Con la mediazione di titani come Schopenhauer e Nietzsche, Rilke e Bloch, Wagner e Schönberg – ma anche di pensatori come Lukacs e Wittgenstein che la vulgata vorrebbe collocati in contesti molto diversi – queste idee arrivano ai maestri dell’arte astratta, e in particolare a Kandisky, con la sua idea che la pittura può attingere a ciò che è inesprimibile con la parola, e a Klee, con la sua famosa metafora che l’anima del pittore è chiara come quella del cristallo e per questo può penetrare i più riposti segreti della natura. (Sarebbe interessante sapere come precisamente si collocano in questo quadro altri giganti dell’astrattismo come Mondrian e soprattutto Mirò, che quanto a interesse per la mistica non era certo l’ultimo arrivato: c’è da sperare che in una futura opera Poggi ce ne parli).

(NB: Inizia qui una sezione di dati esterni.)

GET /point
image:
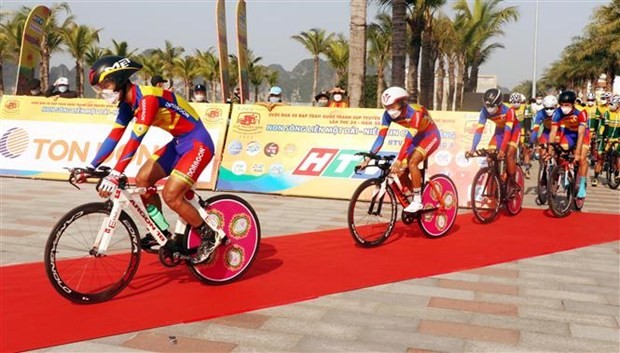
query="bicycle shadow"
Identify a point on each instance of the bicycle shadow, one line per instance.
(152, 274)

In questo modo si comprende come l’astrattismo non abbia proprio nulla a che fare con l’astrazione propria del pensiero razionale né con la separazione fondamentale – un’astrazione anch’essa – da cui, a partire da Galileo, si dipana la scienza moderna: ovvero quella tra le qualità matematizzabili delle cose (che per la scienza sono le uniche reali) e le qualità secondarie (la cui realtà invece la scienza nega). Nella prospettiva culturale che influenza la nascita dell’astrattismo, il mondo è piuttosto una totalità dinamica che il pensiero discorsivo-razionale non può mai giungere a comprendere. È questo lo scopo cui sono deputate la mistica e l’arte, soprattutto quella figurativa e quella musicale, che è asemantica per definizione.

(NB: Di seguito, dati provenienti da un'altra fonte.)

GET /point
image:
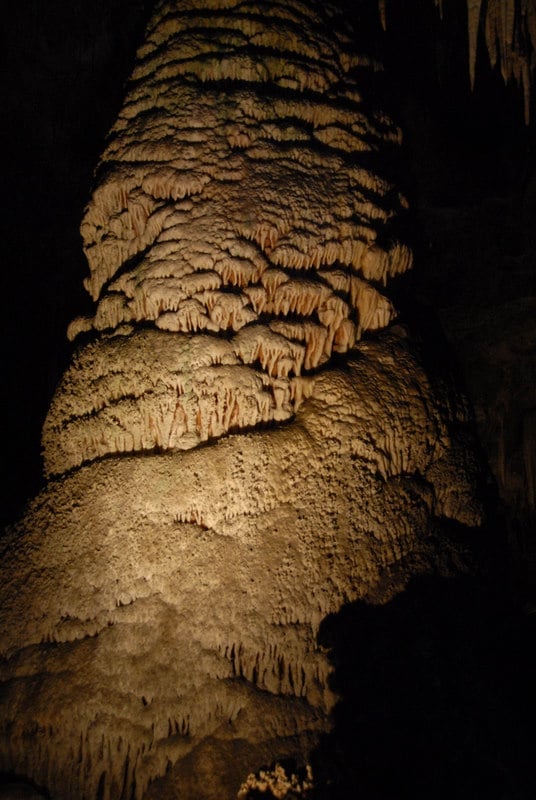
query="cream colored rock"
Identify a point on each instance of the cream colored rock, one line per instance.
(228, 460)
(151, 604)
(232, 203)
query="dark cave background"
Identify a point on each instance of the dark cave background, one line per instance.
(454, 661)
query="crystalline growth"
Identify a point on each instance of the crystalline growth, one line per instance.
(160, 601)
(234, 232)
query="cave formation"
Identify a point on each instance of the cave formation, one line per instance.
(249, 439)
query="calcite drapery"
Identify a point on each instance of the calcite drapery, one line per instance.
(160, 609)
(236, 216)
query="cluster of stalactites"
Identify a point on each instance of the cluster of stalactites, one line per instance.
(235, 203)
(509, 28)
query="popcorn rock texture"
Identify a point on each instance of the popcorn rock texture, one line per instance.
(237, 236)
(155, 606)
(160, 601)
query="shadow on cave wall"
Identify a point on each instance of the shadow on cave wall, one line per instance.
(437, 697)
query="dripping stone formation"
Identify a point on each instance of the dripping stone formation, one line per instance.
(160, 601)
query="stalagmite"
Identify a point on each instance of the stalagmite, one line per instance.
(245, 440)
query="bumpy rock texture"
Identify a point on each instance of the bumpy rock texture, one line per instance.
(160, 606)
(234, 217)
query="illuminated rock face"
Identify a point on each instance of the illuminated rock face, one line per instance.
(234, 239)
(160, 609)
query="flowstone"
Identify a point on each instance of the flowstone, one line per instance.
(230, 458)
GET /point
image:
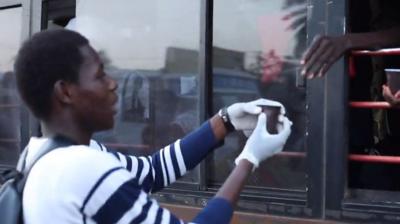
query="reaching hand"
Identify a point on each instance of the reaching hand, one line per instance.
(322, 54)
(243, 116)
(393, 100)
(262, 145)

Un’erudizione d’altri tempi permette a Poggi di offrire uno sguardo d’assieme su una quantità di fenomeni culturali di cui tutti conosciamo l’importanza, ma che a prima vista paiono eterogenei, se non incommensurabili. E così, tracciando connessioni illuminanti e sciogliendo nodi concettuali intricatissimi, questo volume rende giustizia a un mondo culturale seducente e che pure ci appare assai più distante dalla nostra epoca di quanto non lo siano esperienze culturali cronologicamente anteriori.
L’evidente inattualità di quel mondo trova però un’eccezione proprio nelle straordinarie esperienze artistiche che seppe produrre.
Nate in un contesto culturale in cui non ci riconosciamo più, quelle esperienze sono ancora lì, a sfidare la nostra comprensione e ad affascinare i nostri occhi.